When might central planning actually make sense and offer some advantage over decentralised planning? Personally I reckon there's a case to be made for central planning and coordination in cases where there are problems with widespread negative externalities. E.g. climate change, being a global-scale tragedy of the commons problem, likely needs a globally coordinated solution. Once there's a globally coordinated solution in place, implementation of some of the details can be left to more decentralised mechanisms (e.g. leaving it up to markets to figure out how to react once a centrally-planned carbon tax is installed in enough countries, and sufficient anti-pollution regulations put in place).
posted by are-coral-made at 1:55 PM on March 16 [2 favorites]


Top 3 Apple Suppliers:

1. Hon Hai Precision Industrial... Shipments 1580. Seems legit.
2. Tech Com Shanghai Computer... Shipments 1524. Also legit.
3. Heineken Brouwerijen B V... wait, what? Shipments 341. That's a lot of lager.
posted by meehawl at 3:28 PM on March 16 [2 favorites]

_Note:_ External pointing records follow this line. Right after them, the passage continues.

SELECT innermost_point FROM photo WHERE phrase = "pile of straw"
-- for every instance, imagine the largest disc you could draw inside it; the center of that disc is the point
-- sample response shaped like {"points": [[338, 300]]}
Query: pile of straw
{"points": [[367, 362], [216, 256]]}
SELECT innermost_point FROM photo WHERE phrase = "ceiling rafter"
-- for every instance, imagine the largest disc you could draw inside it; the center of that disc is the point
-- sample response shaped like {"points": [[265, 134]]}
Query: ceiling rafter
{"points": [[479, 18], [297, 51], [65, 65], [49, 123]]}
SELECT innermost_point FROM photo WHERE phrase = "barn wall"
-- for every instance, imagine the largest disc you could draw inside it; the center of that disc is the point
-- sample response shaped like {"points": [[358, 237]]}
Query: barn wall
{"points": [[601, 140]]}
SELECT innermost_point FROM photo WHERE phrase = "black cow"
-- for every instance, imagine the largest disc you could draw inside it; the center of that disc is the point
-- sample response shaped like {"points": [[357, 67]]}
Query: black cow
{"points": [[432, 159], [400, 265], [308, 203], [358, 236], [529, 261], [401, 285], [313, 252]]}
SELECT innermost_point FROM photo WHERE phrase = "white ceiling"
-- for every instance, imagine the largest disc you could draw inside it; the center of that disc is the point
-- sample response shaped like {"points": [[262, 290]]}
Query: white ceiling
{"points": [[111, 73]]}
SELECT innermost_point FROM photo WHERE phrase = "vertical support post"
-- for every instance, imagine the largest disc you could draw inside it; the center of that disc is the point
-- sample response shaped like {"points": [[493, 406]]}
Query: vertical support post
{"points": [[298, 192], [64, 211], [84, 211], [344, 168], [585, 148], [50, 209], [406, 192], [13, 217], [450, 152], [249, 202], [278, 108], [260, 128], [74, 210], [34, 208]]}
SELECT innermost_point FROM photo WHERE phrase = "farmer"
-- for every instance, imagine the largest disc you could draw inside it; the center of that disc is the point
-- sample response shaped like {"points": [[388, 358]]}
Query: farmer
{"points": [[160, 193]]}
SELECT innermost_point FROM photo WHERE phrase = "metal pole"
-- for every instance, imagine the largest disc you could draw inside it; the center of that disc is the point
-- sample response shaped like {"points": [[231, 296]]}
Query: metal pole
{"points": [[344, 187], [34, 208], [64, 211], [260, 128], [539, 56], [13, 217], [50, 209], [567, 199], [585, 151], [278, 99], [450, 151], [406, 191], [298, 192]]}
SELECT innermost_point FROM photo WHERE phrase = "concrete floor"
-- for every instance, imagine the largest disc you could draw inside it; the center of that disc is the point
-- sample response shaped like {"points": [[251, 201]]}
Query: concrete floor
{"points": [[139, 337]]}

I have a new recommendation for the next time my company tells us we should try to be more like Apple...
posted by Huffy Puffy at 3:34 PM on March 16


$260 billion a year can buy a lot of beer... things are going great, and they're only getting better
posted by RobotVoodooPower at 4:36 PM on March 16 [2 favorites]


3. Heineken Brouwerijen B V... wait, what? Shipments 341. That's a lot of lager.

If you dig into the data, its' pretty obvious Heineken sometimes puts a variation of Strongbow Apple Cider as the vendor for stuff shipped to it's NJ port, and the aggregator is confused.
posted by sideshow at 5:09 PM on March 16 [2 favorites]


Heineken sometimes puts a variation of Strongbow Apple Cider as the vendor for stuff shipped to it's NJ port

It's called suspension of disbelief. Why must you ruin the magic?
posted by meehawl at 6:15 PM on March 16 [1 favorite]


This wasn't meant as a derail, but I should at least clarify that I'm not saying "Woah look at this technology, central planning would be better now, LETS GO!!!" but more "I would like to see some well developed speculative fiction on current technology levels and what central planning would looks like given what we do today."

Huge public datasets like this are kind of rare to see out in the wild in an accessible format, and I generally don't have the brain for large abstract systems, so its always interesting to see these kinds of things in a way that illustrates just how fucking much indexable information we have floating around our lives all the time.

I am really curious though how we can use datasets and massive volumes of information in completely non-capitalistic ways...or how just having these large datasets

Just a human, awestruck at our ability to quantify and index and move shit around with our fancy little tools.
posted by furnace.heart at 6:57 PM on March 16 [2 favorites]


My wife runs a manufacturing/importing small business , and it's missing ~90% of her shipments. Still interesting though.

The FAQ videos explain all the reasons why there might be missing data, not sure which is the culprit here.